Colter was shocked by the accelerated timeline, to say the least. “I called Mike and he’s freaking out: ‘We’re having a baby, my wife’s going to leave me!’ I had to calm him down,” says Coker.

Coker cooked up a deeply personal, ambitious treatment for redefining Luke Cage as a superhero on Netflix in 2016. “I didn’t want to eradicate [Jessica Jones showrunner] Melissa Rosenberg’s conception of Luke Cage, I wanted to expand it,” he says. In Jessica Jones, Cage is a man with reluctant superpowers and a damaged soul, emotionally hollowed out by the death of his wife. For Luke Cage, Coker is keeping all of the emotional baggage of the character, but changing the environment around him. Coker’s treatment for the show quickly morphed into a love letter to hip-hop in the ‘90s, when the genre ascended to cultural and commercial supremacy, an era Coker covered in depth as a journalist at outlets like The Los Angeles Times, VIBE, and Rolling Stone. (Full disclosure: Coker and I have known each other and been friends since this time.)

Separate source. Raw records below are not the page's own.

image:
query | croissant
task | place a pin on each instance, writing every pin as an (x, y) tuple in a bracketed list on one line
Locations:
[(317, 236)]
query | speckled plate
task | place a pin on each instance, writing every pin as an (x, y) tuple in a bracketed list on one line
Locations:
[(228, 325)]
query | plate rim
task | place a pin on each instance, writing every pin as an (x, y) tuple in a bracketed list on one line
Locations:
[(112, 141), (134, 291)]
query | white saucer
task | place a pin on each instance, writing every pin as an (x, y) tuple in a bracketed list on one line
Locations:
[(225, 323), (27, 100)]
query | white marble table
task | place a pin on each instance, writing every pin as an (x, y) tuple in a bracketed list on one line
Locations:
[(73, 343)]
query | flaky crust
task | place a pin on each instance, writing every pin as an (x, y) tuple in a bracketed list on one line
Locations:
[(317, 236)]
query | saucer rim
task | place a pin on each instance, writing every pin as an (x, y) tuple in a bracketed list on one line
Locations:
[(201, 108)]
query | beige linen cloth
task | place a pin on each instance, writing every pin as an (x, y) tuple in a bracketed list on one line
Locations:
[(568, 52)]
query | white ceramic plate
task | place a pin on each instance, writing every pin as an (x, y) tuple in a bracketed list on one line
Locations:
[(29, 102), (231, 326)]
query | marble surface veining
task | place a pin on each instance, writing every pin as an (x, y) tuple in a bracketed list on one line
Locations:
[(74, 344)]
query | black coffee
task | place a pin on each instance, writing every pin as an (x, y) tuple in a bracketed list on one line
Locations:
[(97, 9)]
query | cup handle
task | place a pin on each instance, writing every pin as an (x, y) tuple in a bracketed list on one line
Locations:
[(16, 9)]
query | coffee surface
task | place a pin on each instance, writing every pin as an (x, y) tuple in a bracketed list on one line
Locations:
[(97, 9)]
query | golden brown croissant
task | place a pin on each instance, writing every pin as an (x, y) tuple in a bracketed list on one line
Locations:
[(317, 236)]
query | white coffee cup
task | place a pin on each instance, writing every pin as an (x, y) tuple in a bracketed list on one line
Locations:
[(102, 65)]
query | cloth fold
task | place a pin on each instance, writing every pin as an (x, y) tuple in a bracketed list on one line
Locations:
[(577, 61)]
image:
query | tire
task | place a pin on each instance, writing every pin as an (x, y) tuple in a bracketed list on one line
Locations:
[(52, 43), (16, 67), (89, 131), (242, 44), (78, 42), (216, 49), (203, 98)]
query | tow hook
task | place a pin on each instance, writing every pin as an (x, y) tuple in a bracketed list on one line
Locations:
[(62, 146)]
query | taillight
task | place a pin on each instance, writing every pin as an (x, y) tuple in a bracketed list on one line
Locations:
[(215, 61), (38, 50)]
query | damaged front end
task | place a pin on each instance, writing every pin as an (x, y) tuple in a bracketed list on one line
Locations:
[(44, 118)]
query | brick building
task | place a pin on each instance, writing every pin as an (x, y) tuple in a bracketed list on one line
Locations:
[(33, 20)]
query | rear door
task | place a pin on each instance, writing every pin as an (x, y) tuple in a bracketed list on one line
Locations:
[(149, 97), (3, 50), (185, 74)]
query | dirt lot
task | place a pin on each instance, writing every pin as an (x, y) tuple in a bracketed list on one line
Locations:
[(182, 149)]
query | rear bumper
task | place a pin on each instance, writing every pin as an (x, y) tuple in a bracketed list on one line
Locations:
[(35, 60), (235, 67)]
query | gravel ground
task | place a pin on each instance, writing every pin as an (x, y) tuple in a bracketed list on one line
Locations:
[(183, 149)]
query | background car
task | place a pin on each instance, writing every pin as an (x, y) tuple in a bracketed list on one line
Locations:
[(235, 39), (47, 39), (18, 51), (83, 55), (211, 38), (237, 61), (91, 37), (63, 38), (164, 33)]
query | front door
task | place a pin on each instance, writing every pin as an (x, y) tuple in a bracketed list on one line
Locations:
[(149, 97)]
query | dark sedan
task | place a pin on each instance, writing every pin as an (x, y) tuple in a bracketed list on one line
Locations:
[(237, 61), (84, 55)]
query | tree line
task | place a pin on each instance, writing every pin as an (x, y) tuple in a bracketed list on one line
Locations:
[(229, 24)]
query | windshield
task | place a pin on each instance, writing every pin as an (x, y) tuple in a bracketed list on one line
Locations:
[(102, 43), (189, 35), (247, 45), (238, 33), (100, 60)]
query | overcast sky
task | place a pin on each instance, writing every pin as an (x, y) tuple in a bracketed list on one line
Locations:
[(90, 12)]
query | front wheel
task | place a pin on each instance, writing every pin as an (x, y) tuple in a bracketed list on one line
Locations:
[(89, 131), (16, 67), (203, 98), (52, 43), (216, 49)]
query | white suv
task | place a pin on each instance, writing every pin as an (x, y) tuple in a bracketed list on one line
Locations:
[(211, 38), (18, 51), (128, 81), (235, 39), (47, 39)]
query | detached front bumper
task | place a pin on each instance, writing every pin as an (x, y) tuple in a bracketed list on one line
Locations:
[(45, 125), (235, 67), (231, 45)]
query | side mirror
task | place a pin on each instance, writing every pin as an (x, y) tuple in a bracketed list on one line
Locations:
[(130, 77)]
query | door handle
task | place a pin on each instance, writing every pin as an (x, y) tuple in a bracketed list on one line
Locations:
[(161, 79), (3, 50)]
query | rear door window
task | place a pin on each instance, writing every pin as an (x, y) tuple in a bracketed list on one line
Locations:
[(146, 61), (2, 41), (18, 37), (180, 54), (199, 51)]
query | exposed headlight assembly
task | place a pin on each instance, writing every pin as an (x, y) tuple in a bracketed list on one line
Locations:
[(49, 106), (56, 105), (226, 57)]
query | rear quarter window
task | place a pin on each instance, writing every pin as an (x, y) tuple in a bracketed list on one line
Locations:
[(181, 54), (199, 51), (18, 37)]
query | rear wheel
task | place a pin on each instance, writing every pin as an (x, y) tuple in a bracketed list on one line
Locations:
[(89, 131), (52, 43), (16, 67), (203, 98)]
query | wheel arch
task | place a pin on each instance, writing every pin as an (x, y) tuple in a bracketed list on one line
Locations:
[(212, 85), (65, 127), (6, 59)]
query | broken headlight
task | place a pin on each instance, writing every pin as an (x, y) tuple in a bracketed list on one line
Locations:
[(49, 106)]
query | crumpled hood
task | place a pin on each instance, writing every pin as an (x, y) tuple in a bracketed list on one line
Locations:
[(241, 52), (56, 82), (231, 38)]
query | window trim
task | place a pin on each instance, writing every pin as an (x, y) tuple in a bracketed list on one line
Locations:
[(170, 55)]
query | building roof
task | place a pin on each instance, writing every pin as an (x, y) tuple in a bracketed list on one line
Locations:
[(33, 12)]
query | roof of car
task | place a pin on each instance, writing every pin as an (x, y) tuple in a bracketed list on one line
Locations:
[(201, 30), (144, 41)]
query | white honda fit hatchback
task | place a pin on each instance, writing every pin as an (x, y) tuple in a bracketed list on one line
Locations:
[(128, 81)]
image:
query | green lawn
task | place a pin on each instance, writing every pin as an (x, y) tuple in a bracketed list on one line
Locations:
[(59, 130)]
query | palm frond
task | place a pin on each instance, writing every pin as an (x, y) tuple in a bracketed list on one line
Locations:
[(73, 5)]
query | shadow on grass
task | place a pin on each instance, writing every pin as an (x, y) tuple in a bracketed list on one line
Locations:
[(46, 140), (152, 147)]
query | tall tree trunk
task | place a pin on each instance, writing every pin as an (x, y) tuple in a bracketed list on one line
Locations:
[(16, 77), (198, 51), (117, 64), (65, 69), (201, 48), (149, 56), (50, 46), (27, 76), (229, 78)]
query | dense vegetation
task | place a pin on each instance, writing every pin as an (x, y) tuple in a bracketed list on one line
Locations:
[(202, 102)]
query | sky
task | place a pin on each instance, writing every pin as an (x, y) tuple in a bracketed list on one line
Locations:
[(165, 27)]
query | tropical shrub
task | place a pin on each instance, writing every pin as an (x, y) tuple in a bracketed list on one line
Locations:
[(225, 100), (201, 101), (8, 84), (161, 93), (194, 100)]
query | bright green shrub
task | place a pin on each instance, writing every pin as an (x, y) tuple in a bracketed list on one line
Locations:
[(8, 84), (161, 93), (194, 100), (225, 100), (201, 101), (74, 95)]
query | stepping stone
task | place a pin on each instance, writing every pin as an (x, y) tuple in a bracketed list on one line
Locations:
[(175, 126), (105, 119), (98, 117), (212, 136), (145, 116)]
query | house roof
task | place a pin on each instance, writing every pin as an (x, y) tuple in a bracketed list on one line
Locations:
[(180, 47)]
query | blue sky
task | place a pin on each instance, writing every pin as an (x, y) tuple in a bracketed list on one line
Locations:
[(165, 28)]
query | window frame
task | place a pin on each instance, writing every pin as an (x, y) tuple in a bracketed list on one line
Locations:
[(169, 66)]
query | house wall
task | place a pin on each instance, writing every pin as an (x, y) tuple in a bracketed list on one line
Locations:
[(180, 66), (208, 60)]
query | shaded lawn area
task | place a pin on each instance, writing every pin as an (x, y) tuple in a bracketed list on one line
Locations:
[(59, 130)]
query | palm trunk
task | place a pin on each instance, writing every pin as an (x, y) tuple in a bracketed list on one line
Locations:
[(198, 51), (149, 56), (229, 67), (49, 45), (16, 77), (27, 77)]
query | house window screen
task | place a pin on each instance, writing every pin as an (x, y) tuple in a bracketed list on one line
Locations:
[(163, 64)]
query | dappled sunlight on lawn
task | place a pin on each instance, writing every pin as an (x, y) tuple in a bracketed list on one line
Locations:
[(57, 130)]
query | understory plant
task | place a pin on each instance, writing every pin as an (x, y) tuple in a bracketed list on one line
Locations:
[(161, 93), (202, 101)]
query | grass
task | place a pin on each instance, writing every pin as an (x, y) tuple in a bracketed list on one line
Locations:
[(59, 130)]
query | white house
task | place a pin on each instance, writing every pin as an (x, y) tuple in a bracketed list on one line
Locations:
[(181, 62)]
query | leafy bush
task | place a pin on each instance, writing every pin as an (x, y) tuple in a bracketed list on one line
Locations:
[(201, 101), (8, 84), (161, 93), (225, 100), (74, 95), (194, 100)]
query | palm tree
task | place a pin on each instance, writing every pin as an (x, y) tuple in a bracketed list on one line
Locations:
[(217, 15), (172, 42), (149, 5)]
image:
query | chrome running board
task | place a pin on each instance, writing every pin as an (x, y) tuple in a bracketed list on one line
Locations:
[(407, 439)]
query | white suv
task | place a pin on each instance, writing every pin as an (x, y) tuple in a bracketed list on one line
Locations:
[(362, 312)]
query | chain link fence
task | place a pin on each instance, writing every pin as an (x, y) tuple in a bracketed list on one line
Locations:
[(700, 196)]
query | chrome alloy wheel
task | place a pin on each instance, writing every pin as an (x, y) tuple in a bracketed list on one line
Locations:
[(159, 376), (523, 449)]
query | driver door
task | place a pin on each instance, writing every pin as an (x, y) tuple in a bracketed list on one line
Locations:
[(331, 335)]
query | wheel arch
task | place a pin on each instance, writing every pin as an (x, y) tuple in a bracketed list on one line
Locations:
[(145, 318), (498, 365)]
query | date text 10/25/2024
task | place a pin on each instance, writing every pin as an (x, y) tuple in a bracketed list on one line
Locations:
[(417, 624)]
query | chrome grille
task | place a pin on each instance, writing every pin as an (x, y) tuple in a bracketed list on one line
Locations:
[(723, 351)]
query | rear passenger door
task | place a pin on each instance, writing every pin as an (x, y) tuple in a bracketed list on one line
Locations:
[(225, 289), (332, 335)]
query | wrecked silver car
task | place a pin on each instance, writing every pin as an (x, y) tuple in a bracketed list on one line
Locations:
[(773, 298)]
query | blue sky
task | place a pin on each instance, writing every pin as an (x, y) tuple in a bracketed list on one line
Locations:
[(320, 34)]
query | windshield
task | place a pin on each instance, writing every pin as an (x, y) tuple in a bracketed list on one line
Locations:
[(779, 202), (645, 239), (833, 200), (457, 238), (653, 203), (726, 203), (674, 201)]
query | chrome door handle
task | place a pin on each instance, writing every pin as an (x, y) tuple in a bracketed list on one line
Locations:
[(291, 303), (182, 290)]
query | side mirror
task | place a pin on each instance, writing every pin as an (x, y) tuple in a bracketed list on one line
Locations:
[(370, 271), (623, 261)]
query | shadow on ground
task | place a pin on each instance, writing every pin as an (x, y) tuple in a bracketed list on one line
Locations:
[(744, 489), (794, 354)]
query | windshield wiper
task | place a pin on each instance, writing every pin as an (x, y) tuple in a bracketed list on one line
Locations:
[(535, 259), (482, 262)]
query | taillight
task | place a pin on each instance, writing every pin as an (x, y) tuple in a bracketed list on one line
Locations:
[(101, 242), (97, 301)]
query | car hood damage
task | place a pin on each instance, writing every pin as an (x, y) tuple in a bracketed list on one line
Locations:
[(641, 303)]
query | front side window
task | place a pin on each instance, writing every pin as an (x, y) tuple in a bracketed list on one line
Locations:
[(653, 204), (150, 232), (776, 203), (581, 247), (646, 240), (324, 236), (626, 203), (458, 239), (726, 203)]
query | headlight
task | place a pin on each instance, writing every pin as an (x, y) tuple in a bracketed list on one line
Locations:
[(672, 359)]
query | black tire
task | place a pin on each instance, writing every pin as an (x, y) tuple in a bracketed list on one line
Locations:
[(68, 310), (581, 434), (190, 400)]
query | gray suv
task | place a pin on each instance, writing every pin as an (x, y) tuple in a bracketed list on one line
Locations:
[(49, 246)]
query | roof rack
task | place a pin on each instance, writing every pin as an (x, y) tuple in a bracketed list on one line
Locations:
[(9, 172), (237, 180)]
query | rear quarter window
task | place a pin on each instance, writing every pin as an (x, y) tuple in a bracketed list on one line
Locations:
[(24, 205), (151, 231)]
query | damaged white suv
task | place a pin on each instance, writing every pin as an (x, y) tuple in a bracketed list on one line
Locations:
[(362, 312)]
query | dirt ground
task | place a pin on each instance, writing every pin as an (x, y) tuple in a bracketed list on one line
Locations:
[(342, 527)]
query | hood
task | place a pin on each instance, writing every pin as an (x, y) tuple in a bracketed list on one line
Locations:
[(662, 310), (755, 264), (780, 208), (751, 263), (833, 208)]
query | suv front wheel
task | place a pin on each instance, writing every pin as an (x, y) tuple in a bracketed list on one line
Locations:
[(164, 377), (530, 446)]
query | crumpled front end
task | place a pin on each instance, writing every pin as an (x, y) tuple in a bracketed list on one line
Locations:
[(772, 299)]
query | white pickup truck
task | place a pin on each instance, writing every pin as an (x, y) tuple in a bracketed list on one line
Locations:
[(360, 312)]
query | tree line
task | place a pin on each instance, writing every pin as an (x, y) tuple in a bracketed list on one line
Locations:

With its layered, moody hip-hop noir score from A Tribe Called Quest’s Ali Shaheed Muhammad and Los Angeles-based funk/soul maven Adrian Yonge (Ghostface Killah, the Delfonics, Souls of Mischief), Luke Cage features the sound of ‘90s era grimy samples and the energy of an MC battle. The edgy spirit of Mobb Deep, Wu-Tang, and Gang Starr hovers over Luke Cage’s best, most electric moments. Coker even titled each episode in Luke Cage’s first season after a different Gang Starr song, from “Code of the Streets” to “Suckas Need Bodyguards.”

Mike Colter Luke Cage

Ahead of the show’s premiere, much of the internet chatter around Luke Cage centers around how the show will play in the age of Black Lives Matter. When every day brings a new video of an unarmed black man being shot to death by a police officer, seeing an indestructible Luke Cage is transcendental and empowering. His hoodie may get blown off, but the bullets merely bounce off his flesh. According to both Coker and Colter, the show was written well before what Coker calls the “epidemic” of shootings and the resulting protests reached the mass saturation it’s at today. “We’re just trying to tell the best story we can,” Coker says. “The same rules still apply to black men. We’re just touching on things that have been in the black community for fifty years that society is just awakening to. I mean, I’m one of four black male drama showrunners. We all know each other; we could all fit at one table in a restaurant.” 

“This is a cultural moment,” Coker continues. “It’s the first time you've seen television from a black perspective on black terms. Shows like Luke Cage, Queen Sugar, Atlanta, Insecure—we're all making black-themed entertainment on our terms, backed by major white companies who see the merits of saying, ‘Let’s see it unadulterated.’ That’s why with Luke Cage, we’re going for broke in everything we do.”

For Colter, finding humanity in Luke Cage amid mindblowing superhero action is the priority. “What I like about my character: Luke Cage is a person first and foremost,” Colter says. “We do have other black superheroes, but he’s important because he’s touchable. Luke has moments when he has to try to forget his pain, but then unlike the rest of us, he’s also able to channel that frustration into fighting bad guys. Real martyrs aren’t trying to be martyrs. He may never be accepted, but he’s going to walk his own path.” 

Colter pauses before finishing his thought: “That’s what’s heroic to me.”